There’s a whole extensive system for this, complete with each of the options you wanted and the options you didn’t know you wanted. The short story is, if you stick an ODE solve into ForwardDiff, ReverseDiff, Tracker, or Zygote, or ModelingToolkit, or AutoGrad.jl (or Nabla? Never treid that one) calls it’ll work. Hell, even TensorFlow will differentiate the DifferentialEquations.jl ODE solvers.
If you want the longer story:
https://diffeq.sciml.ai/stable/analysis/sensitivity/
https://diffeqflux.sciml.ai/dev/ControllingAdjoints/
Specifically you can then finish this with Quadrature.jl for representing the integral and taking it (and the Quadrature.jl wrapper is differentiable), or see the part on continuous adjoints of functionals.
If you’re looking for the Fisher information matrix, then maybe you’ll want to use second order adjoint stuff, and forward-over-reverse is generally recommended here. https://diffeq.sciml.ai/stable/analysis/sensitivity/#Second-Order-Sensitivity-Analysis-via-second_order_sensitivities-(Experimental). Also I would just try ForwardDiff.hessian on everything if you have small numbers of parameters (<100?).
You can in theory get around this constraint by using Enzyme
You could then Clang compile the C code and we could autodiff that. I haven’t setup a default for that, but I plan to next week. If you look at the Enzyme paper, I made sure some of the examples were PDE semidiscretizations for this reason. I can’t do it until next week though, unless you can ever convince @vchuravy to work on DiffEq stuff 
. You’ll be way out in the weeds though, so I’d highly recommend doing it with pure Julia code (or R code)

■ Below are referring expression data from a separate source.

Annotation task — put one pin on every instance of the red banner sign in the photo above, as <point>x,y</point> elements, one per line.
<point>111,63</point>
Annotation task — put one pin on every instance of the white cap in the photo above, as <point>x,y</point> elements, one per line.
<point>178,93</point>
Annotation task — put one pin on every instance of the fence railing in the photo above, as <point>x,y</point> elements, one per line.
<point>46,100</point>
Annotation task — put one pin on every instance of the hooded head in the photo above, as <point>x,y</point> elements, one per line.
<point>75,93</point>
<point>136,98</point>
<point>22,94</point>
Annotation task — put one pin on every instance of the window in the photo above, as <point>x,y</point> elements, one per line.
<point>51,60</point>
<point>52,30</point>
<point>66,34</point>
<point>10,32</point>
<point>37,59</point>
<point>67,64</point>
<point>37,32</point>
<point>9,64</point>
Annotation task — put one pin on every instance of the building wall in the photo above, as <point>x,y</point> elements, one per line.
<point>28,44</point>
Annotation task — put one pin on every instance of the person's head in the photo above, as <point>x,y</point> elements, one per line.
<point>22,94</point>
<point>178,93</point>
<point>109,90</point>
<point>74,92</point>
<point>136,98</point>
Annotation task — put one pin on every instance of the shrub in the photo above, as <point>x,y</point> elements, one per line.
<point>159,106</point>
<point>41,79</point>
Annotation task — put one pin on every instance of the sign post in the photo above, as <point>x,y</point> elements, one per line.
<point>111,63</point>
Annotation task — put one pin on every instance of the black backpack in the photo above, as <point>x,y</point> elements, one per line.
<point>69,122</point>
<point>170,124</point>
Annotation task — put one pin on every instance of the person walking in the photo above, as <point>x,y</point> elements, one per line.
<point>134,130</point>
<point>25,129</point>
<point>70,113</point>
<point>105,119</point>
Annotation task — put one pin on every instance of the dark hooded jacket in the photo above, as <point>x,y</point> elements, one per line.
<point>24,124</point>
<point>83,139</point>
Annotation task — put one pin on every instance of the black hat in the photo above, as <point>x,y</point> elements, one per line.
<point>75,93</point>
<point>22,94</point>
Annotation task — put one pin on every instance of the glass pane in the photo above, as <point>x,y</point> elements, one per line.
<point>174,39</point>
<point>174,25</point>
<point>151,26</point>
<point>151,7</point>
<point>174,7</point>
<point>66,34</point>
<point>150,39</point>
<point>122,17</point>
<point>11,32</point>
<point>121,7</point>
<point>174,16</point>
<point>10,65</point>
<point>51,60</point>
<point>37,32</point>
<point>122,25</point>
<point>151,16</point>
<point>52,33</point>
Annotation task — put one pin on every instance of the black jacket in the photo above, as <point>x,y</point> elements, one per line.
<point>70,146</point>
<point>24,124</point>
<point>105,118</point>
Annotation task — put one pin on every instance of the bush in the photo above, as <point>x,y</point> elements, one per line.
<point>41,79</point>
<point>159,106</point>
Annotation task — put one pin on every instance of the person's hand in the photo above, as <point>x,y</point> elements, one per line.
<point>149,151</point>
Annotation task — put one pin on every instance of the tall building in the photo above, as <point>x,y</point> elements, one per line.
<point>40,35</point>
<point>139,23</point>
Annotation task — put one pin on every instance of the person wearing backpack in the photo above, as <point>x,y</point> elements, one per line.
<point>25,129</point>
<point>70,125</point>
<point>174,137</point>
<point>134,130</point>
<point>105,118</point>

There’s a funny thing that happens in this case, at least for a lot of astro cases. For long time integrations you may want to use a symplectic integrator. They are used a lot throughout our classical physics models examples:
https://tutorials.sciml.ai/html/models/01-classical_physics.html
To get a clearer picture of what it does you can check out the Kepler model examples
https://tutorials.sciml.ai/html/models/05-kepler_problem.html
Now what does that have to do with autodiff? The reason optimize-then-discretize and discrete-then-optimize are different is because running the ODE method itself backwards (in autodiff) is different from its forwards. Running through the steps of Explicit Euler backwards is Implicit Euler, since the point at which f is approximated is the now going forwards and the future going backwards. But there are methods which are self-adjoint, the Trapezoidal method uses half of f from now and f from the future, which is the same going backwards. So methods with this self-adjointness property have the same derivative in both optimize-then-discretize and discretize-then-optimize if the steps are matched.
It turns out that all symplectic integrators are (a) fixed time step (except for some really weird cases which are fun to think about but haven’t really found a use yet) and (b) self-adjoint, which means astrophysics and other symplectic problems are the case where this distinction comes together.
So I don’t know if this story comes into play here, but it’s a fun one to share haha.